Gran’père set up the stove in the shack and built a rude table and benches and bunks. He had a stout heart in his old breast, Gran’père had, and though he didn’t talk much he kept Mère Marie from breaking down. Then they all set to work gathering dried grass and weeds for their beds, and by nightfall their poor little home was furnished.

A few days later they heard again the tramp of marching feet on the road, and from their doorway watched a company of German soldiers file past. Mère Marie was not afraid of them now; it seemed to her that they had done their worst. Gran’père stood very erect and grim and silent, but wee Lisa suddenly ran out with a glad little cry, waving her arms.

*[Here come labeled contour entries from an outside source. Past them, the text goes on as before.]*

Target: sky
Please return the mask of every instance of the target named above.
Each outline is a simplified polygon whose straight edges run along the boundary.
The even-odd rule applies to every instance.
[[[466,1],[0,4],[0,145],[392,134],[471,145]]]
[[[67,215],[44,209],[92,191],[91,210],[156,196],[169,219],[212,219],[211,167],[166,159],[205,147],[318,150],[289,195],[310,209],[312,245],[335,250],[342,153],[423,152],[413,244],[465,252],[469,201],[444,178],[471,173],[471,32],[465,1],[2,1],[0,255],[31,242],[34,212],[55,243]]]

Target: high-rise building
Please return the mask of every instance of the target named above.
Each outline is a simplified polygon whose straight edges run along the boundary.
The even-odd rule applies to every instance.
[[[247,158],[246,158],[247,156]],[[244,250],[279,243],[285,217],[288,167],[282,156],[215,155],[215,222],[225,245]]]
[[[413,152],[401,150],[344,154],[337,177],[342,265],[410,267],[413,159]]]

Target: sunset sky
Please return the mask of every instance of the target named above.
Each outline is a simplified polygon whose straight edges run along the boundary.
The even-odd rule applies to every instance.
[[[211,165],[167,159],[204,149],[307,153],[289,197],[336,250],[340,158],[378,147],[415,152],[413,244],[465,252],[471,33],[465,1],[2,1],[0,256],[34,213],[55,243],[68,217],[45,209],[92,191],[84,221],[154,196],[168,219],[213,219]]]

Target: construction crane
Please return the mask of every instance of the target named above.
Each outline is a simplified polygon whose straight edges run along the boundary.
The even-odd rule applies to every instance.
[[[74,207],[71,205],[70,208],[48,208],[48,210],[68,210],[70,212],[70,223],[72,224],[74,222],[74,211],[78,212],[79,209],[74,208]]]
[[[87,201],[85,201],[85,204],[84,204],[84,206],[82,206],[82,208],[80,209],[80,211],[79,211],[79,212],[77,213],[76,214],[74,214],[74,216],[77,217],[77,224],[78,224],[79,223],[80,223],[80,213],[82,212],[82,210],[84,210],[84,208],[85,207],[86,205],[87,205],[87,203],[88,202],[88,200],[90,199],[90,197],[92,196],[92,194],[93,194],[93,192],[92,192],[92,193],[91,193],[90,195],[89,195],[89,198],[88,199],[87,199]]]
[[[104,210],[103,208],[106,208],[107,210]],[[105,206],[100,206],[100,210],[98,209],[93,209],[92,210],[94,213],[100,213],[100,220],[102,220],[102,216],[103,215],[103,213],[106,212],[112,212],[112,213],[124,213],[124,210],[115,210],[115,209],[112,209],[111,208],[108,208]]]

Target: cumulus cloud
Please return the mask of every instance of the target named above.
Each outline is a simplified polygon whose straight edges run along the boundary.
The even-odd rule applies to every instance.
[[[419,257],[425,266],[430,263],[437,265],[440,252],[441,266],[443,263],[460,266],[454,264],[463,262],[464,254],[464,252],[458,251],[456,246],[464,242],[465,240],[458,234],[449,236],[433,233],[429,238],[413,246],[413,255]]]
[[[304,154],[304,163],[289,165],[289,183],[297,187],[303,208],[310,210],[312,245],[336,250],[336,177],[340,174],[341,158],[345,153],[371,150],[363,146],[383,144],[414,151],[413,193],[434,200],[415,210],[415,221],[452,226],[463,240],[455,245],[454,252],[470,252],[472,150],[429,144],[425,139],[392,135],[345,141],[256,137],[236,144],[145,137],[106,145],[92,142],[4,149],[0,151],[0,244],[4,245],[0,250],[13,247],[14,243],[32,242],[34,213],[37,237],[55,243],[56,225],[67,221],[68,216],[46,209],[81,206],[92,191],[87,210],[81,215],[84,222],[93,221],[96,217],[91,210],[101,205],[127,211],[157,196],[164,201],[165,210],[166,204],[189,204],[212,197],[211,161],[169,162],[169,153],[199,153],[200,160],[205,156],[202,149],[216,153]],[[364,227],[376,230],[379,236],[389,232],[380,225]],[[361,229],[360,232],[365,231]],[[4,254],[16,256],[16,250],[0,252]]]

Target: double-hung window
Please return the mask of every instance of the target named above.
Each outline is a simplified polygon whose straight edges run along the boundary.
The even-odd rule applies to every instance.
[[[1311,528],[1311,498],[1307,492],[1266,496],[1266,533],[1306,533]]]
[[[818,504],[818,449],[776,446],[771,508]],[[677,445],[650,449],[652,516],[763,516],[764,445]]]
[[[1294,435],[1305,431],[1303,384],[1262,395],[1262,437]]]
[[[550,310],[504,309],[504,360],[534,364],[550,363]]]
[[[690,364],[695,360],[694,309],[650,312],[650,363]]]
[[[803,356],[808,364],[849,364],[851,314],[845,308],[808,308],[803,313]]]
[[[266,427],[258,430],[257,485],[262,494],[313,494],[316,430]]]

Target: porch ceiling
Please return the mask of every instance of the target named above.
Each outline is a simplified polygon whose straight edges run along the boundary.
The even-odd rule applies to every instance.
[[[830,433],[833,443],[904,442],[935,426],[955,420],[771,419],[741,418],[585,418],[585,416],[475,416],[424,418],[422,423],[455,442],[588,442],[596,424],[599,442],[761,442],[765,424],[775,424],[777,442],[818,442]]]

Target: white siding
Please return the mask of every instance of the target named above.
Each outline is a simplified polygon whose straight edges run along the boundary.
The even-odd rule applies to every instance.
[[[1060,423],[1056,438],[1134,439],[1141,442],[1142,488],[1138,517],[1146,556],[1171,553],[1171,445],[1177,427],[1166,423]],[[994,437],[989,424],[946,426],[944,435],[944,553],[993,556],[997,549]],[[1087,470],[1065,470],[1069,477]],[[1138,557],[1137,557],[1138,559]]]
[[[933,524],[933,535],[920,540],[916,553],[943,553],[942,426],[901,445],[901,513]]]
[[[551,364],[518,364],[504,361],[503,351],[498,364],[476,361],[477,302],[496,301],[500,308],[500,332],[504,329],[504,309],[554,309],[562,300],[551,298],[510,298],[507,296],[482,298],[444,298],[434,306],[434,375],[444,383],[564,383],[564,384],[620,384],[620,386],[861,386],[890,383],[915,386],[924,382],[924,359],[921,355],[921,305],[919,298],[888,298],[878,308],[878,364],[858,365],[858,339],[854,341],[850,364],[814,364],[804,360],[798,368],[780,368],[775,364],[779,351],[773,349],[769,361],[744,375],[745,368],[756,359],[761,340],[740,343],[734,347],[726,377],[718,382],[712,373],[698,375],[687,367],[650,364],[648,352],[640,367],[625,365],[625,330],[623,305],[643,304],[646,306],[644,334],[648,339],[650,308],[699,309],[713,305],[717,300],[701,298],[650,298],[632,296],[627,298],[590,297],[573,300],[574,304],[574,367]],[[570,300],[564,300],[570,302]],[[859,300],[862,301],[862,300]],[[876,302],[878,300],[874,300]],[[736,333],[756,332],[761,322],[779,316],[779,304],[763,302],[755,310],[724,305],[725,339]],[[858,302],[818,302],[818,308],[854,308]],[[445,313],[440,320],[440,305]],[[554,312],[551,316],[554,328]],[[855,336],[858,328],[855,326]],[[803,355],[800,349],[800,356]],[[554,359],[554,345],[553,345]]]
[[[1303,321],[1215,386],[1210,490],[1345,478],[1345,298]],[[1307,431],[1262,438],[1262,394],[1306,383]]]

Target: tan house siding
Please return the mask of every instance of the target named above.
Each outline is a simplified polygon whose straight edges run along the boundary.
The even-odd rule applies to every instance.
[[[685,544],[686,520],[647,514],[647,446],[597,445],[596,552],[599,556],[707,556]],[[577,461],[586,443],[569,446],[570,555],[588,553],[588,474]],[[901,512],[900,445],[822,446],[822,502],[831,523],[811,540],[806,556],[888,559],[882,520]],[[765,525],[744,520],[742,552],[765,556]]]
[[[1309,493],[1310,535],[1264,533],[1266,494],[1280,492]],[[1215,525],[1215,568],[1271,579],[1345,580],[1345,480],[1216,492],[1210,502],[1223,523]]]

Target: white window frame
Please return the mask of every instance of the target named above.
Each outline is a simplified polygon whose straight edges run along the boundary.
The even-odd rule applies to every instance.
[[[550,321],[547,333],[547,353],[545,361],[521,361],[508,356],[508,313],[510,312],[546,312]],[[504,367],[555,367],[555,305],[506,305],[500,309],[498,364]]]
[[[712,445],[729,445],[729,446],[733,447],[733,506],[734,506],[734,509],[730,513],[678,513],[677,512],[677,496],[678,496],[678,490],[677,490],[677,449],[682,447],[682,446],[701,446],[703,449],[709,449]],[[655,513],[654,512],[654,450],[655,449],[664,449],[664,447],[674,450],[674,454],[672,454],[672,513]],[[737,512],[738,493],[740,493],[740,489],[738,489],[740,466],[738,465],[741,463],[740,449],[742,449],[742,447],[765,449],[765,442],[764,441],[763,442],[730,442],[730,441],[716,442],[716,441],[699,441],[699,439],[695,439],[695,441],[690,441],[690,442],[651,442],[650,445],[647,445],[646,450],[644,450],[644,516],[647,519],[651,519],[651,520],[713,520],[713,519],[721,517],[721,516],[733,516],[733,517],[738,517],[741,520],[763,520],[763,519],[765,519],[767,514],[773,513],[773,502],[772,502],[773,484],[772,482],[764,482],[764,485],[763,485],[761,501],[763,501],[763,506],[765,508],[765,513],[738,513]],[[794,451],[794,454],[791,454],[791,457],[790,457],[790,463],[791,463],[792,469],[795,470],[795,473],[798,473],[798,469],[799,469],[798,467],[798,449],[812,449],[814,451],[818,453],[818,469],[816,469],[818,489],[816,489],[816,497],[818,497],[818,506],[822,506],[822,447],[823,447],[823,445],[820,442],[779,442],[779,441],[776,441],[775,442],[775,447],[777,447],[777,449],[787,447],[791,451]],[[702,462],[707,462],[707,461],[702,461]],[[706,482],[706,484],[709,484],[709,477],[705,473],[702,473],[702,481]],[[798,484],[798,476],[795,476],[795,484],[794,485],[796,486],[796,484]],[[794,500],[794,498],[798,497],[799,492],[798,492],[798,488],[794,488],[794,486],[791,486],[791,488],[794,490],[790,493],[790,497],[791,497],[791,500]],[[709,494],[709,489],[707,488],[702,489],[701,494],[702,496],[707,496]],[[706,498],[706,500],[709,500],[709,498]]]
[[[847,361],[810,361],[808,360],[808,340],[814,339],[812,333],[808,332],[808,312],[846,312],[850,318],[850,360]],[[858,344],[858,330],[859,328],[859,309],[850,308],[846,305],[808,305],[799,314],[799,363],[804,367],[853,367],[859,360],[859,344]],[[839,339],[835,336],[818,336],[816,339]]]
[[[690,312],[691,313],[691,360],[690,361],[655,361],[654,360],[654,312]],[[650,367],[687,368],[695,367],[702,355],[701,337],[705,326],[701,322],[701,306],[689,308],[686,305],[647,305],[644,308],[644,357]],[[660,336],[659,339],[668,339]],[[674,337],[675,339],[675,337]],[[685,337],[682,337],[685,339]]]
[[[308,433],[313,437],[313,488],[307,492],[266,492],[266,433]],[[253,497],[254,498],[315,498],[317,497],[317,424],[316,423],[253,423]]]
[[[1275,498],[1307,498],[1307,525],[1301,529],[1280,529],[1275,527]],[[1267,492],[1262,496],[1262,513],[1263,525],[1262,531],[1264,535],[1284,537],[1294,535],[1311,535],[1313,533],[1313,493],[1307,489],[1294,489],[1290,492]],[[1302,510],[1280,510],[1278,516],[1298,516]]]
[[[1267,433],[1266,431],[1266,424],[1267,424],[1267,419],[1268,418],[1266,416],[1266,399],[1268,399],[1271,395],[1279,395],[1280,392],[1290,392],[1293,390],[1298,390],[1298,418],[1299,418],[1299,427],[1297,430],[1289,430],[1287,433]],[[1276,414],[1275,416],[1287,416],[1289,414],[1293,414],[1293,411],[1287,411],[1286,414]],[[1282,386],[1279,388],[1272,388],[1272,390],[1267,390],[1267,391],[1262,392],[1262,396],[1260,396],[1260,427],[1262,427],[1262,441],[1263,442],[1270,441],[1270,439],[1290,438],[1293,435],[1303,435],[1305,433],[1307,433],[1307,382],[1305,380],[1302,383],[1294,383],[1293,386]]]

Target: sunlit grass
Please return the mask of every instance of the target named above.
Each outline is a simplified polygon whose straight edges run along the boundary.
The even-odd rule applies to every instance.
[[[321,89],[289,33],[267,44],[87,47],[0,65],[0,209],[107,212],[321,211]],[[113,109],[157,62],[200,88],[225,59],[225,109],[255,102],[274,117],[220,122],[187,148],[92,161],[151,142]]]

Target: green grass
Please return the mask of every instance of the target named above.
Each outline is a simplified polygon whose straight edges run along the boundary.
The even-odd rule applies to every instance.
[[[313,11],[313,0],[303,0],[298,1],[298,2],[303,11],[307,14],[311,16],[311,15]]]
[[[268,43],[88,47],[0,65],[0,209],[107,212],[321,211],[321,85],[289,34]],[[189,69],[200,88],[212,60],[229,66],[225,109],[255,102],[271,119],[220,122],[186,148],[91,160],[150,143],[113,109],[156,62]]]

In the company she had recognized her Bavarian friend. He turned his head for a moment, but his face was expressionless, and he did not leave the ranks. So Lisa wept with disappointment.

But next day he came, quietly, after sundown. He was alone and he knocked softly before entering the shack. Without speaking he laid a half loaf of rye bread on the table and a small piece of bacon. Gran’père looked very proud and angry and was all for throwing them in his face, but Lisa ran up to him joyfully, and he smiled a little as he patted her head, so Gran’père allowed the food to remain. Then the soldier looked at Mère Marie with a very sad and tender expression in his eyes and strode away in the darkness.

“He has little ones of his own,” said Mère Marie.

Before long the weather grew very cold. Gran’père mended a spade and banked up the shack on all sides and put sods on the roof. There was plenty of fuel among the charred ruins of the house and outbuildings, so that they were able to keep fairly comfortable inside the shack, but all their warm winter clothing had been burned and they suffered from cold whenever they went out. Their shoes, too, were getting thin and worn, and all but one pair of Gran’père’s sabots had been burned.

Worst of all, there was little or nothing to do, and they had all been so industrious. This was bad for Mère Marie especially, and she took to brooding beside the stove and thinking of Père Jean and all the happy days gone by.